How do you do normalization so that when I get the mean/variance, the flat values wont affect the results? For example, in the figure below, Graph 1 & 2 are both considered to be noisy as compared to Graph 3.

enter image description here

However, as you can see, each of their flat intensity values vary from each other, so it could be possible that a 'clean' graph that contains very high intensity values can be considered 'noisy' as well as a 'noisy graph that contains low intensity values can be considered as 'clean'. I am using mean/variance and a threshold for determining if it is noisy or not, hence the need to 'normalize' the values.

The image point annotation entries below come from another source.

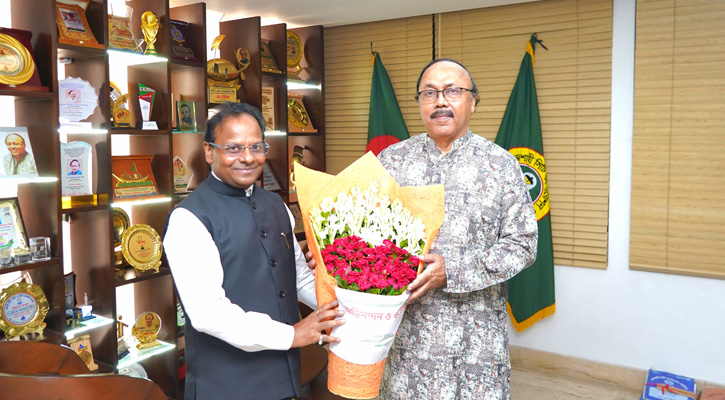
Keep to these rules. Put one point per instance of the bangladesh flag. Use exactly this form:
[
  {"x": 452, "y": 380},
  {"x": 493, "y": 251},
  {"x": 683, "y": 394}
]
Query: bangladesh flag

Ive tried to do, getting the total and dividing each intensity to the total (e.g. arr[x] = arr[x] / total) but it does not work properly that way.

Any tips? Thanks!

Best Answer

So if I understand correctly, you want to detect reliably whether a data sample has few high peaks as opposed to many low peaks? What I would do is sort your data by intensity, then determine (say) the 98th intensity percentile and the 90th intensity percentile and find the ratio between the two. For graph 3, the 98th intensity percentile should still be part of the peak and the 90th percentile deep in a valley so you get a big ratio. For 1 and 2, they should be much closer together, so you get a small ratio. Then play with the three numbers involved (the high percentile, the low percentile, and the threshold for the ratio) till it does something close to what you want on a training set.